Wednesday, 27 June 2018

Miami's Wild Parrots Are Being Poached, and There's No Law to Protect Them



MOLLY MINTA | JUNE 5, 2018 | 8:00AM

Every morning for the past 25 years, a flock of blue and gold macaws has flown into Daria Feinstein’s backyard in Coral Gables. They swoop between surrounding homes and over boats docked on the nearby canal to perch on Feinstein’s royal palms and poincianas or maybe have a bite to eat on the artificial nests she’s set up for them.

In 2010, one of Feinstein’s favorite wild parrots, Scruffy — an old blue and gold macaw she named for the bird's frayed feathers — began showing up in her yard with a youngster she named Fuzzy for a fluff of red fuzz on his head.
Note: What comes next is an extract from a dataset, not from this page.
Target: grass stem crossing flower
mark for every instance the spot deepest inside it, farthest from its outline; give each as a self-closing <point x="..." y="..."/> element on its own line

 “He was a character,” Feinstein says of Fuzzy. The baby would always disobey Scruffy and swoop down to eat before he was given the signal. “I was afraid he’d never get airborne because he’d eat so much.”

A year later, Fuzzy disappeared. Feinstein thought perhaps he’d grown up and found a mate in a different place. "But," she says, “one by one, more birds just kept disappearing.”

Feinstein began to hear similar reports from fellow members of the Bird Lovers Club, a nonprofit dedicated to South Florida’s avian population. A professor at the University of Miami told her someone came on campus with a net gun and took six birds. One of the other feeders in her neighborhood said the macaws were flying at night. “Parrots don’t fly after nightfall,” Feinstein says. “Something scared them.”

Feinstein realized the parrots were being poached. Since 2010, she says, the number of blue and gold macaws in her neighborhood has gone from 44 to 12 because of legal poaching. Parrots can sell for thousands of dollars each on local and national websites, which is significant motivation for poachers.